Eligibility Checking

Practices that have an integrated clearinghouse like Waystar or Change Healthcare can use Valant to check patients' insurance eligibility. Practices should make sure their payors are enrolled payors for eligibility checking at the clearinghouse level and make sure that the Eligibility ID is in place for the insurance company in Valant.

Each insurance company must have EDI Payor ID and an Eligibility ID supplied by Waystar. For ChangeHealthcare the EDI Payor and the Eligibility ID are the same. The following step will only need to be completed once in the setup.

  1. Navigate to Persons & Institutions | Insurance Companies from the left menu
  2. Select a payor and enter "EDI Payor ID" and the "Eligibility ID"
  3. Click Save

There are three places to run eligibility checks in Valant: 

Patient's Insurance Tab

One way to run an eligibility check is from the Insurance tab of the patient information. This is used mostly when adding insurance for a new patient or updating insurance payors for a patient. 

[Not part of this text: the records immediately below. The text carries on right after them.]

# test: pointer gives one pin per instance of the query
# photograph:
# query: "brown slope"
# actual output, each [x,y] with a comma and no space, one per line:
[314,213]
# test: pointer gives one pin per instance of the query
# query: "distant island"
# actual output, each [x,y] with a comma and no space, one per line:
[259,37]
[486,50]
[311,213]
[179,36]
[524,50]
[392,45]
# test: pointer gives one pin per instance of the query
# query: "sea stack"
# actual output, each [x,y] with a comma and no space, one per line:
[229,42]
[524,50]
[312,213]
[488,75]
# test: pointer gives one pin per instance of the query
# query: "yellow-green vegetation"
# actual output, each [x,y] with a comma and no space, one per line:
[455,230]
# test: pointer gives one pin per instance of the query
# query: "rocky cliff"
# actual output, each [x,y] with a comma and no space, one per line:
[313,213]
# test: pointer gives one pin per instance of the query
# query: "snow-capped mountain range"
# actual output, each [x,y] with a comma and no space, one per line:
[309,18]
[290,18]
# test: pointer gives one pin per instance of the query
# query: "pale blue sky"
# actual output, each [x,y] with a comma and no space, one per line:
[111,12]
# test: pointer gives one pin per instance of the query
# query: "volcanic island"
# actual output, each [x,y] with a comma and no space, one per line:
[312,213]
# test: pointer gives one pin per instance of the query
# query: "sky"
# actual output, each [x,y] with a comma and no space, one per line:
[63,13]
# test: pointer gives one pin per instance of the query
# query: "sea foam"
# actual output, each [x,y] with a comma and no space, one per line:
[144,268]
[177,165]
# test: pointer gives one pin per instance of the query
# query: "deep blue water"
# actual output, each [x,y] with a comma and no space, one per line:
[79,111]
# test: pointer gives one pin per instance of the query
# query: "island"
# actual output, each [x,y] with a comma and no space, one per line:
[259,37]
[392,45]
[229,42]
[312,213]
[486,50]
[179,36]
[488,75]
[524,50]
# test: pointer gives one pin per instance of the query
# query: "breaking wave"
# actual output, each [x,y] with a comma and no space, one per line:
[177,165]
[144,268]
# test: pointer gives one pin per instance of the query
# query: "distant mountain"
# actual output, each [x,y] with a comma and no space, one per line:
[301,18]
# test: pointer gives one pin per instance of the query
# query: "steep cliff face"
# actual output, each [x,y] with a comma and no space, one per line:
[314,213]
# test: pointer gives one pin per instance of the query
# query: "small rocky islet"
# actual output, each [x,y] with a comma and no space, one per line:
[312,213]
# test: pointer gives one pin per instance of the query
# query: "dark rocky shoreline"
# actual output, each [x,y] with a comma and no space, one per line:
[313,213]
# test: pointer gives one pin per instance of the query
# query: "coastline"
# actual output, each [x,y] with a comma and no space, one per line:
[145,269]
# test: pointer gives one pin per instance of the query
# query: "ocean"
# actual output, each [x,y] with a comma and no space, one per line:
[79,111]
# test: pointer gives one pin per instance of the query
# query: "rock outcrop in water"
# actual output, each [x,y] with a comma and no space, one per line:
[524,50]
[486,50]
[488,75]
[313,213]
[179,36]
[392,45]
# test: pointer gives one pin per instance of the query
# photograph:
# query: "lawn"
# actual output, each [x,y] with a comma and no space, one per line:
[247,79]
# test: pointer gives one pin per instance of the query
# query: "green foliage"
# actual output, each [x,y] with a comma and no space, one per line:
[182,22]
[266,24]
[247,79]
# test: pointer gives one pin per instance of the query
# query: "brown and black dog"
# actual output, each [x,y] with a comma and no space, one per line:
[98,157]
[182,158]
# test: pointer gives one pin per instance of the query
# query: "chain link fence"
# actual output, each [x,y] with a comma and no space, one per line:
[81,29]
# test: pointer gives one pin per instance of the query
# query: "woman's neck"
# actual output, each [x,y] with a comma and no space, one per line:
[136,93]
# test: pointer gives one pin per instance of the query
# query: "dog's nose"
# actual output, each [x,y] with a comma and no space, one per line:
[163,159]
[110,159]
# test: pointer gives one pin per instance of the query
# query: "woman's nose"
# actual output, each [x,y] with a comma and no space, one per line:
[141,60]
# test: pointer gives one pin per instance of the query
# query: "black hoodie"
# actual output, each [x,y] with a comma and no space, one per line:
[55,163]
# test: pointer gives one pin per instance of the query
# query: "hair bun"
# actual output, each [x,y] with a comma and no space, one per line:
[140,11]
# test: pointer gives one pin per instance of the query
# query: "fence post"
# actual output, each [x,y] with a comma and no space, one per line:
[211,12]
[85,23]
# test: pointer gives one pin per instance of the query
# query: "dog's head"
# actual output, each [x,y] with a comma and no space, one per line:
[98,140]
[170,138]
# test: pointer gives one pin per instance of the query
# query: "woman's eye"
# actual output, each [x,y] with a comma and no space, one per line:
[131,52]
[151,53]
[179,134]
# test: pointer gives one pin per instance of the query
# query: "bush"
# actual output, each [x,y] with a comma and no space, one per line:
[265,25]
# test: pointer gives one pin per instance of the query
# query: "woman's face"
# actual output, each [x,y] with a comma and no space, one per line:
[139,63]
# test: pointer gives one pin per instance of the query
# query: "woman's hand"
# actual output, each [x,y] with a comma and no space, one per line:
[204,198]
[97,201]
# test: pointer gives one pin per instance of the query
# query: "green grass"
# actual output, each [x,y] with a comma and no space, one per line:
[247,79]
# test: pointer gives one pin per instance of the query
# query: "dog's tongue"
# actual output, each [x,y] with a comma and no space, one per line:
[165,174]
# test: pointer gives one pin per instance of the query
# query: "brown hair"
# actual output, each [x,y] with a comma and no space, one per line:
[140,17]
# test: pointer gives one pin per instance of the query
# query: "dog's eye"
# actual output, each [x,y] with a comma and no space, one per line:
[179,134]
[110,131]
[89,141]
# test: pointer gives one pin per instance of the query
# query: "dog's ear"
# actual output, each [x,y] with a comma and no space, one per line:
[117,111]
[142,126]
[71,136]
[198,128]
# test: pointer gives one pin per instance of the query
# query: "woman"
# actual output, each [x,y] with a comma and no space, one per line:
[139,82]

  1. Navigate to Persons & Institutions | Patients | select a patient | Ins tab
  2. Click on an insurance which opens the "Patient Insurance" window
  3. Click Check Eligibility
  4. This will opens the "Eligibility Check" window.
  • Click Check Eligibility: the response from the payor will show in the window
  • Click View Results File: a full results file can be viewed

Appointment

Eligibility Checking can be done from the appointment on the Dashboard or in the Scheduler. This is most useful when scheduling an appointment or before an appointment for a patient that already exists in the EHR. To check eligibility from the appointment:

  1. Right-click on an Appointment, click Check Eligibility 
  2. This will open the "Eligibility Check" window

  • Click Check Eligibility: the response from the payor will show in the window
  • Click View Results File: a full results file can be viewed

Batch Eligibility Checks

Users also have the option of running Batch Eligibility checks to check insurance coverage for more than one patient at a time. Use case: checking a whole week's or day's appointments.  

Click Biller Tools | Batch Eligibility Checking

Information can be filtered either by patients' demographic information or by appointments scheduled in the calendar. The eligibility check itself is based on the patient’s primary insurance. 

Filter by Demographics: only active patients whose demographics match the criteria will be included in the batch eligibility request.

  • Assigned Provider Drop-down: filter the batch eligibility request by patients' assigned providers.
  • Insurance 1 Drop-down; filter the batch eligibility request by patients' primary insurance.
  • Insurance 1 Type Drop-down: filter the batch eligibility request by patients' primary insurance types.

Filter by Appointments: only patients with a scheduled appointment will be included in the batch eligibility request.

  • Appointment Date Range: filter the batch eligibility request by appointment date.
  • Service Provider Drop-down: filter the batch eligibility request by service provider.
  • Service Facility Drop-down: filter the batch eligibility request by service Facility.
  • Insurance 1 Drop-down: filter the batch eligibility request by patients' primary insurance.
  • Insurance 1 Type Drop-down: filter the batch eligibility request by patients' primary insurance types.

Report Name: the name/title of the batch eligibility report as displayed in the Report Queue.

Report Description (optional): a description of the report which shows when hovering over the Report Name in the Report Queue.

Clear: clears all controls on the Batch Eligibility Checking Tab.

Submit Eligibility Request: sends the batch eligibility request to the partnered clearing house. When a response is received, the eligibility information is sent to a report that is accessed from Report Queue.

Click Tools | Report Queue

Click View Report from the Action drop down menu when the status is "Complete"

There are three sections of the report. The responses to these batch eligibility checks are only located in this report.

  1. Active Coverage: the patients listed here all received a valid response from the payer for the eligibility check.  This response represents a general message from the payer and may or may not apply to the services specified in the appointment. In order to get complete details of the check, an individual eligibility check on the patient must be run from Persons & Institutions | Patients | Insurance 1 Tab.
  2. Inactive/Other: this area lists the patients which did not receive a valid response from the payer for the eligibility check. The reason for appearing here is that either the patient is not covered by that payer anymore or else another payer is responsible for covering the patient. The specific reason is supplied under the Response column next to the patient name
  3. Response Error: this section of the report is meant to display any response that came back due to a specific error. When possible, we include the error response from the payer in the report, however this might not always be available. It is advisable to run an individual eligibility check on the patient from Persons & Institutions | Patients | Insurance 1 Tab in order to get more details on any error messages which are unclear or require further information.